See exactly how your savings or investment grows over time with compounding interest.
Use A = P(1 + r/n)^(nt), where P is your starting principal, r is the annual rate as a decimal, n is compounds per year, and t is years. Example: $10,000 at 7% compounded monthly for 20 years grows to $40,388 — $30,388 in interest earned.
Compound interest means your interest earns interest. Each period, the interest you've already earned gets added to your principal, and the next period's interest is calculated on that larger amount. The longer you stay invested, the more powerful this effect becomes.
The formula is A = P(1 + r/n)^(nt), where P is your starting principal, r is the annual rate as a decimal, n is how many times per year interest compounds, and t is years. This calculator handles all of that for you, including optional monthly contributions.

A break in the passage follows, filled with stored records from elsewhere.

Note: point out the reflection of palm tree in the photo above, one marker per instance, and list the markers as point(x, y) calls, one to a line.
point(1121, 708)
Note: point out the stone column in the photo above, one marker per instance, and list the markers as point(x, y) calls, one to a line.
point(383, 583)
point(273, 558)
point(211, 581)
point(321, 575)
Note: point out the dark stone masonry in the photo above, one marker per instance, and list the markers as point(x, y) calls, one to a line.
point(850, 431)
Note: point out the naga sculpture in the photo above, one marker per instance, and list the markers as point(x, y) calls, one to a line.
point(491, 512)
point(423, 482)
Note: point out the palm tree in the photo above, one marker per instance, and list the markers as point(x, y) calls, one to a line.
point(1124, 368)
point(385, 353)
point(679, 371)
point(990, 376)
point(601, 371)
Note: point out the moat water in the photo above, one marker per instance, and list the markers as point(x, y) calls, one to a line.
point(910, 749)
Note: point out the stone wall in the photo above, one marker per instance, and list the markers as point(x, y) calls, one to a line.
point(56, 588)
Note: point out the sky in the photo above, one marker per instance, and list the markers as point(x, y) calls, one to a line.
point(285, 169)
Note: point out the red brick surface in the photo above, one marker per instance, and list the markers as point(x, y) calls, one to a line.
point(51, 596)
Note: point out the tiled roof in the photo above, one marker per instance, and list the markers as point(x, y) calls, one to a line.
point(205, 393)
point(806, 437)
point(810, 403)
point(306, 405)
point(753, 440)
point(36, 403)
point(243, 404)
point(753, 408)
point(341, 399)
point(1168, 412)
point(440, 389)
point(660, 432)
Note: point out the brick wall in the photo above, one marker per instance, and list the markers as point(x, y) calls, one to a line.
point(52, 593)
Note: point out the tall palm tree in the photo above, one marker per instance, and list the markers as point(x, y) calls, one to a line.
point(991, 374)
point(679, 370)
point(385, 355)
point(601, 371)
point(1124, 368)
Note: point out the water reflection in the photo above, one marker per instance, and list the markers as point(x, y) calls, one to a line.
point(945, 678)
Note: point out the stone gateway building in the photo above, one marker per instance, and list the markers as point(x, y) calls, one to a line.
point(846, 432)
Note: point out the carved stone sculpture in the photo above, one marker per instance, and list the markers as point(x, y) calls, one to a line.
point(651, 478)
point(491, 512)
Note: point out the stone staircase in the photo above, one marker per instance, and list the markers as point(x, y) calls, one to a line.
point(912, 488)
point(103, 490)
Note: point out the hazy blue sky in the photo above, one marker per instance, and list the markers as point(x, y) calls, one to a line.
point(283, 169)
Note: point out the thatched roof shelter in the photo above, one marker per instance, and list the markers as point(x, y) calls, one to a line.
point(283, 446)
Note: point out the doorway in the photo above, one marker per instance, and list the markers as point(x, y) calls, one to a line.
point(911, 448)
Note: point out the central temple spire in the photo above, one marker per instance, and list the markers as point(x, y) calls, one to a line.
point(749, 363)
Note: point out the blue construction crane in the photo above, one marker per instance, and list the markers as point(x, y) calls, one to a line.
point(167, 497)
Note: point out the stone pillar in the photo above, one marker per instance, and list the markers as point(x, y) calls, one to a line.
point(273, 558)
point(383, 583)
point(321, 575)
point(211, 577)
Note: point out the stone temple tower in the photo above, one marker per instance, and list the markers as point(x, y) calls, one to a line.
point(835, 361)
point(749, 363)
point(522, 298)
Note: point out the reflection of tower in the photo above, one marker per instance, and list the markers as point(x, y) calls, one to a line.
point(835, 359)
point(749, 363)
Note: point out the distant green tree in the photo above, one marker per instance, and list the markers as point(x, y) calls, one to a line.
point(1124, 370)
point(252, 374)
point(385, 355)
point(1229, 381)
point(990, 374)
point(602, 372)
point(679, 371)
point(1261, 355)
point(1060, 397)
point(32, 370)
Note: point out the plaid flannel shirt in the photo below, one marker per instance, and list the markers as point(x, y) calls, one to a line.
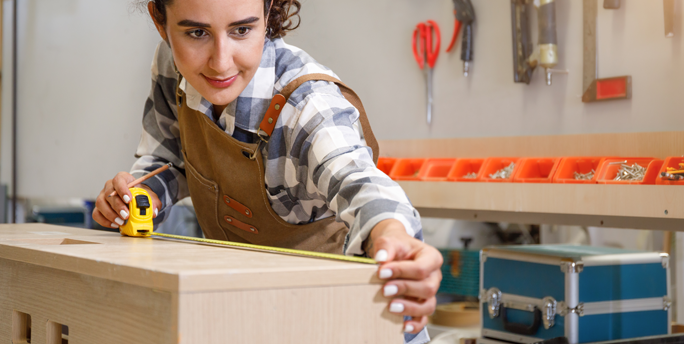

With simple interest, you earn the same dollar amount each year. With compound interest, you earn more each year because your balance grows. On a $10,000 investment at 7% over 30 years: simple interest returns $31,000. Compound interest returns over $76,000. The gap widens every year.
More frequent compounding means slightly higher returns. Daily compounding beats monthly, which beats annual. In practice, the difference between daily and monthly compounding is small on typical balances, but it adds up over decades. High-yield savings accounts typically compound daily.
A quick shortcut: divide 72 by your annual interest rate to estimate how many years it takes to double your money. At 6%, money doubles in about 12 years. At 8%, about 9 years. It's not exact, but it's accurate enough for quick planning decisions.
Adding a regular monthly contribution dramatically accelerates growth. Even $200 per month added to a $10,000 starting balance at 7% grows to over $214,000 in 20 years — versus $38,697 without contributions. Consistent contributions combined with compound interest is the core mechanic behind most retirement savings strategies.